Las cuatro en riesgo
La Fundación Temaikèn identifica a cuatro animales que concentran la alarma: el yaguareté, el lobo marino de dos pelos, el huemul y el cóndor andino. Ninguno es un descubrimiento nuevo en la lista de amenazadas, pero la situación de cada uno se agrava a un ritmo que las políticas de conservación no logran compensar.
El yaguareté, mayor felino de América del Sur, sobrevive en poblaciones fragmentadas en el norte argentino. Se estima que quedan menos de 300 ejemplares en todo el país. El huemul, cérvido patagónico que aparece en el escudo nacional, enfrenta la paradoja de ser símbolo patrio y estar casi extinto en su hábitat natural. El cóndor andino, con la mayor envergadura alar del continente, sufre la reducción de carroña disponible y el envenenamiento indirecto por plomo. El lobo marino de dos pelos, en tanto, acumula presión por la actividad pesquera y la contaminación costera.
Por qué desaparecen
El denominador común es la pérdida de hábitat. La expansión agrícola, la deforestación en el norte y el avance de infraestructura en zonas de amortiguamiento reducen el espacio disponible para estas especies. A eso se suman la caza furtiva —que persiste a pesar de la prohibición legal— y el conflicto con comunidades rurales que ven en el yaguareté, por ejemplo, una amenaza para el ganado.

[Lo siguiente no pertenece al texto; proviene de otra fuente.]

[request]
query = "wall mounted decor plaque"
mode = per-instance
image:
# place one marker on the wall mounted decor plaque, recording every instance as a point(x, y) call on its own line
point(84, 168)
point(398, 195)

Las organizaciones señalan que Argentina tiene marcos legales de protección pero que la implementación es heterogénea según la provincia. El sistema de áreas protegidas cubre una fracción del territorio que estas especies necesitan para sostener poblaciones viables.
Qué se pide
Científicos y ONGs reclaman tres cosas concretas: más financiamiento para los programas de monitoreo, articulación efectiva entre jurisdicciones provinciales y nacionales, y planes de corredores biológicos que conecten los parches de hábitat que quedan.

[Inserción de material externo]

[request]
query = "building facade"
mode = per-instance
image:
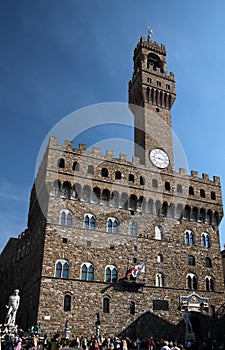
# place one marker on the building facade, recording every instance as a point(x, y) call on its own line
point(93, 217)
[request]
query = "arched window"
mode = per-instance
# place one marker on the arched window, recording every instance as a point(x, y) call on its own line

Temaikèn lleva adelante programas de cría ex situ y reintroducción para varias de estas especies, pero aclara que la conservación fuera del hábitat natural es una herramienta de emergencia, no una solución estructural. Sin territorio, no hay reintroducción posible.
Lo que no cambia
El 22 de mayo fue establecido por la ONU en 2000, cuando el Convenio sobre Diversidad Biológica entró en vigor. Veinticinco años después, la fecha se repite y los informes se acumulan. Argentina firmó el convenio y actualizó su estrategia nacional de biodiversidad, pero los números de las poblaciones de yaguareté o huemul no muestran la recuperación que los documentos prometen.
Dato de cierre: el huemul lleva décadas en el escudo nacional. En la naturaleza, quedan aproximadamente 1.500 ejemplares en toda su área de distribución, entre Argentina y Chile. El escudo está bien conservado; el animal, menos.